Without pipelining the difference is not there any more. wrk
results are:
/home/g/opt/wrk/wrk --latency -d 15 -c 256 --timeout 8 -t 3 http://192.168.1.163:8080/hello
Running 15s test @ http://192.168.1.163:8080/hello
3 threads and 256 connections
Thread Stats Avg Stdev Max +/- Stdev
Latency 7.14ms 6.15ms 37.64ms 78.02%
Req/Sec 14.40k 1.02k 17.89k 62.00%
Latency Distribution
50% 2.92ms
75% 10.93ms
90% 17.58ms
99% 23.17ms
644537 requests in 15.04s, 51.02MB read
Requests/sec: 42850.63
Transfer/sec: 3.39MB
And with the yaml above:
[hyperfoil@in-vm]$ run plaintext-wrk -PSERVER=192.168.1.163 -PDURATION=15 -PTHREADS=3 -PTIMEOUT=8 -PPIPELINE=1 -PCONNECTIONS=256
Started run 0002
Run 0002, benchmark plaintext-wrk
Agents: in-vm[STOPPED]
Started: 2023/12/04 10:36:37.261 Terminated: 2023/12/04 10:36:58.277
NAME STATUS STARTED REMAINING COMPLETED TOTAL DURATION DESCRIPTION
calibration TERMINATED 10:36:37.261 10:36:43.269 6008 ms (exceeded by 8 ms) 256 users always
test TERMINATED 10:36:43.269 10:36:58.277 15008 ms (exceeded by 8 ms) 256 users always
[hyperfoil@in-vm]$ stats
Total stats from run 0002
PHASE METRIC THROUGHPUT REQUESTS MEAN p50 p90 p99 p99.9 p99.99 TIMEOUTS ERRORS BLOCKED 2xx 3xx 4xx 5xx CACHE
calibration request 39.90k req/s 239699 6.20 ms 2.82 ms 18.74 ms 24.12 ms 28.05 ms 30.80 ms 0 0 0 ns 239699 0 0 0 0
test request 39.88k req/s 598583 6.39 ms 2.83 ms 19.66 ms 23.86 ms 27.26 ms 32.51 ms 0 0 0 ns 598583 0 0 0 0
Despite not being a bug per se, this is due to how hyperfoil implements pipelining - it is indeed able to sent more than one HTTP requests over the same connection, without waiting the completion(s) - but it is sending them one by one without batching i.e https://github.com/Hyperfoil/Hyperfoil/blob/80c2bfc2f483ee2baf53ea26cbbe830305310462/http/src/main/java/io/hyperfoil/http/connection/Http1xConnection.java#L194-L199
Instead, it should perform the writes (without flushing) and flush them when a full batch is completed: the problem is that is not simple to be achieved.

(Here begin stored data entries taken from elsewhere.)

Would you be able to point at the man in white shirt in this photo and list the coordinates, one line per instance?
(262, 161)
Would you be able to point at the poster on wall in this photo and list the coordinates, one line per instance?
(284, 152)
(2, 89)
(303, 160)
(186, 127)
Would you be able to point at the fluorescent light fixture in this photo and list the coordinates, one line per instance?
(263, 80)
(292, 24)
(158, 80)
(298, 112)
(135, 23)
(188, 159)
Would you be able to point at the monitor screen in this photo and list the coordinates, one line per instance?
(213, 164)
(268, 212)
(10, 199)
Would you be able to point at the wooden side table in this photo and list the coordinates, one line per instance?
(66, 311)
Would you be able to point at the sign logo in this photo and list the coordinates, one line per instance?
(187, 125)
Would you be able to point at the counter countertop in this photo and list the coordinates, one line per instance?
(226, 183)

For example if we simply implement a watermark-based mechanism on the connections which knows when the max pipelining level has been reached, if we have not enough available sessions for the "last" request, we loose the chance to flush all the previous ones in the batch. And we cannot even proceed in that, because no new sessions will be made available till the response for them is not received; leading to a starvation problem due to a circular dependency.

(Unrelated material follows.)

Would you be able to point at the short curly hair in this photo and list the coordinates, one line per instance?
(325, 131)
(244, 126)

Even more naively: if the rate is 1 request/sec, we cannot just use a fixed watermark overflow before flushing a batch, or we risk to wait N (=== pipelining level) seconds before flushing the whole batch.

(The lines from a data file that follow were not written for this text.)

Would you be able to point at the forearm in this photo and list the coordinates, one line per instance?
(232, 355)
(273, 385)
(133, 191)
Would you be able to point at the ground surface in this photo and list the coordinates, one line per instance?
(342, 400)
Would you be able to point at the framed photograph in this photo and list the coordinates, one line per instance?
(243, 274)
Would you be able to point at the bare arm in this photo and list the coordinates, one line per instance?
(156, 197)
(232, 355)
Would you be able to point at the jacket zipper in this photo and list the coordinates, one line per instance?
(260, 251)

Doing this right requires some further investigation, and TBH I'm not sure is it worthy our time, unless it's a trivial change: mostly because HTTP 1.1 pipelining, beside benchmarks is not really a thing.
BUT...if HTTP 2 behave the same way,in hyperfoil and by measuring it we observe that it requires to be fixed, we can use this chance to unify the approaches, and fix this one too.